The Department of Health Care Services has been on the losing end so far of four court cases over the 10% cut in Medi-Cal provider rates. In each of the four cases, preliminary injunctions were granted to halt the cuts from specific provider groups, such as emergency transport, hospitals, pharmacies, physicians and dentists.
Now it’s adult day service providers’ turn for a judicial ruling.
A decision is expected today from federal judge Christina Snyder on a request for another preliminary injunction. This one is from adult day health providers who worked under the Adult Day Health Care program before it was terminated and replaced by the Community Based Adult Services program, or CBAS.
“We are told [Judge Snyder] will announce on Monday whether she’s granting the injunction,” said Berdj Karapetian of the Adult Day Health Care Association. “We’re hopeful, because it would be consistent with all of the previous decisions.”
DHCS officials declined to comment on pending litigation.
The ADHC/CBAS providers filed their lawsuit later than the others, Karapetian said, because ADHC itself was up in the air. It was slated for elimination as a Medi-Cal benefit a number of times â” first in September of 2011, then in December, and February of 2012. It was finally eliminated as a benefit on Mar. 31. The CBAS replacement program started Apr. 1.
“We were in the process of elimination back in November,” Karapetian said, “when the DHCS announced it was going forward with the 10% provider cuts. We didn’t even know if we were going to be around.”
So adult day service providers filed later than others.
Here’s where it gets a little complicated: What kept adult day centers alive long enough to file a lawsuit over the 10% cuts was the settlement of yet another lawsuit (one filed by Disability Rights California), which prompted creation of the CBAS program.
Ironically, Karapetian said, one of the state’s arguments is that rates were set, at the 10% lower rate, in the settlement of the DRC lawsuit.
“The state is trying to argue that the rate was in the settlement, that the agreement sets the new rate,” Karapetian said. “But providers were never party to the lawsuit, or to the settlement.”
The 10% provider rate cut, he said, can’t be absorbed by CBAS centers.
Getting the preliminary injunction “would mean the ability to stay open and providing access to beneficiaries,” Karapetian said. “This 10% cut has had a drastic impact on our ability to stay in business.
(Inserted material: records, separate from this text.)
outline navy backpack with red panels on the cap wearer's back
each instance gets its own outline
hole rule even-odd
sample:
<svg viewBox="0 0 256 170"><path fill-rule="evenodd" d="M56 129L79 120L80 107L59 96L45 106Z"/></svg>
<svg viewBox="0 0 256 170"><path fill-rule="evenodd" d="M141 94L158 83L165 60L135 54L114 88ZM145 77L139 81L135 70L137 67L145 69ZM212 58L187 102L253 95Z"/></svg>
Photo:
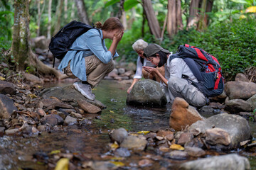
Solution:
<svg viewBox="0 0 256 170"><path fill-rule="evenodd" d="M193 72L198 83L191 81L206 97L214 97L223 93L224 78L218 60L201 48L190 45L179 45L176 54L170 60L180 57Z"/></svg>

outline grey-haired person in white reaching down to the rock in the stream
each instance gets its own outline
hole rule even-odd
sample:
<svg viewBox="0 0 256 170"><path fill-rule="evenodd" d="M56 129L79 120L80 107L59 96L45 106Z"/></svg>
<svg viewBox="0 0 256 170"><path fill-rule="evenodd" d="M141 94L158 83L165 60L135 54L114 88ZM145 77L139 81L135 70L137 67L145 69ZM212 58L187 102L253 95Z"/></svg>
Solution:
<svg viewBox="0 0 256 170"><path fill-rule="evenodd" d="M142 39L137 40L132 45L133 50L138 53L139 57L137 59L137 69L136 69L136 73L134 74L134 77L133 77L132 85L129 86L129 89L127 89L128 94L132 90L132 87L134 86L134 84L137 81L139 81L140 79L142 79L142 76L144 77L144 79L153 79L153 80L156 80L158 82L161 81L161 79L156 74L146 72L144 69L142 69L142 66L154 67L154 68L158 69L159 72L161 72L161 74L164 75L164 67L156 67L156 65L151 64L151 62L146 60L146 58L144 57L144 55L143 55L144 49L147 46L148 46L148 43L145 42Z"/></svg>

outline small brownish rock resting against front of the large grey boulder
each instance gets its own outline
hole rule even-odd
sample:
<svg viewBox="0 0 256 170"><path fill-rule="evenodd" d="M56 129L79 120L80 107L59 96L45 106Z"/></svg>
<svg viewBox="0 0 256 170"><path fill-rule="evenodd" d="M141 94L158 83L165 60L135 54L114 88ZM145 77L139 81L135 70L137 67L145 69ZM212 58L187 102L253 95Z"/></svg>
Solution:
<svg viewBox="0 0 256 170"><path fill-rule="evenodd" d="M206 142L210 145L230 145L230 135L223 129L206 130Z"/></svg>

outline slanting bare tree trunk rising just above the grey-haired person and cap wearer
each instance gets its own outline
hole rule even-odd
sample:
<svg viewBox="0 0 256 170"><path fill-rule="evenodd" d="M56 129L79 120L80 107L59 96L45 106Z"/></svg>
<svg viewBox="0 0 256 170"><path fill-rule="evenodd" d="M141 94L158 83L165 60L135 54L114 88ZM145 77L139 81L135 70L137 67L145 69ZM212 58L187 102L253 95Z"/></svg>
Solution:
<svg viewBox="0 0 256 170"><path fill-rule="evenodd" d="M149 24L151 33L155 36L156 40L161 38L161 29L159 26L159 21L157 21L156 15L154 13L153 6L150 0L142 0L143 8L146 13L146 19Z"/></svg>

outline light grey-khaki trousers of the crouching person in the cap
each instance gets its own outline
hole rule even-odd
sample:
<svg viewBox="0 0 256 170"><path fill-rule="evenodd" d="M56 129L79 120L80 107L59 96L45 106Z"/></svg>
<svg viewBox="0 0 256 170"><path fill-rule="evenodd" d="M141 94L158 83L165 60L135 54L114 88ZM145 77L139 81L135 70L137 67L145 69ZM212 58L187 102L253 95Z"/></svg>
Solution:
<svg viewBox="0 0 256 170"><path fill-rule="evenodd" d="M176 97L184 98L189 104L200 107L207 103L206 97L186 79L171 77L168 81L168 91L171 103ZM167 95L166 95L167 96Z"/></svg>

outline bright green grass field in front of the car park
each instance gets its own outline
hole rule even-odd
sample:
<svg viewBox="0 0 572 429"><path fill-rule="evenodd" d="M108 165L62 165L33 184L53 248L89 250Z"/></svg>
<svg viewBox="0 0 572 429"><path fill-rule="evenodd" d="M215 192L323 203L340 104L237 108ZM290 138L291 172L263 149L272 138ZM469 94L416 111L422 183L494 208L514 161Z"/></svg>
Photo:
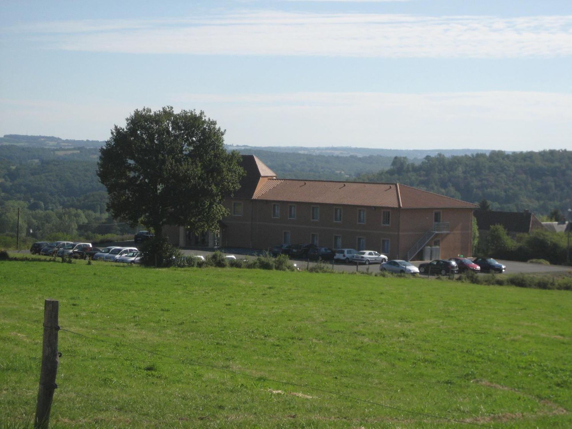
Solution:
<svg viewBox="0 0 572 429"><path fill-rule="evenodd" d="M0 426L33 421L47 297L53 427L572 426L569 291L6 261L0 294Z"/></svg>

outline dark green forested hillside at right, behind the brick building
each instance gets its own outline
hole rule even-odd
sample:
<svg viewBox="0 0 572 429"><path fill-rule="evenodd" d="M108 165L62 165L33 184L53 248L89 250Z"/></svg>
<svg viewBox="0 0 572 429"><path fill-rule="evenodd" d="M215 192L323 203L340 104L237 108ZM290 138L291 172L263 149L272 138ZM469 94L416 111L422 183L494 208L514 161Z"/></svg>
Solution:
<svg viewBox="0 0 572 429"><path fill-rule="evenodd" d="M414 164L395 157L391 168L356 180L399 182L470 202L486 198L493 210L529 209L547 214L572 206L572 152L505 153L426 157Z"/></svg>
We just don’t have enough reserves to last long with that kind of cut.”
At a time when the state has shifted 32,000 of the 40,000 beneficiaries out of ADHC and into CBAS, health care officials are going to need as many of those centers as possible to stay open, just to provide access, Karapetian said.
“If there is no injunction, a good number of centers will have to close their doors. That would make an access problem, it will be a very serious access issue to beneficiaries,” Karapetian said. “We’ve lost already several centers in [Los Angeles] county. This will definitely impact the rest of them.”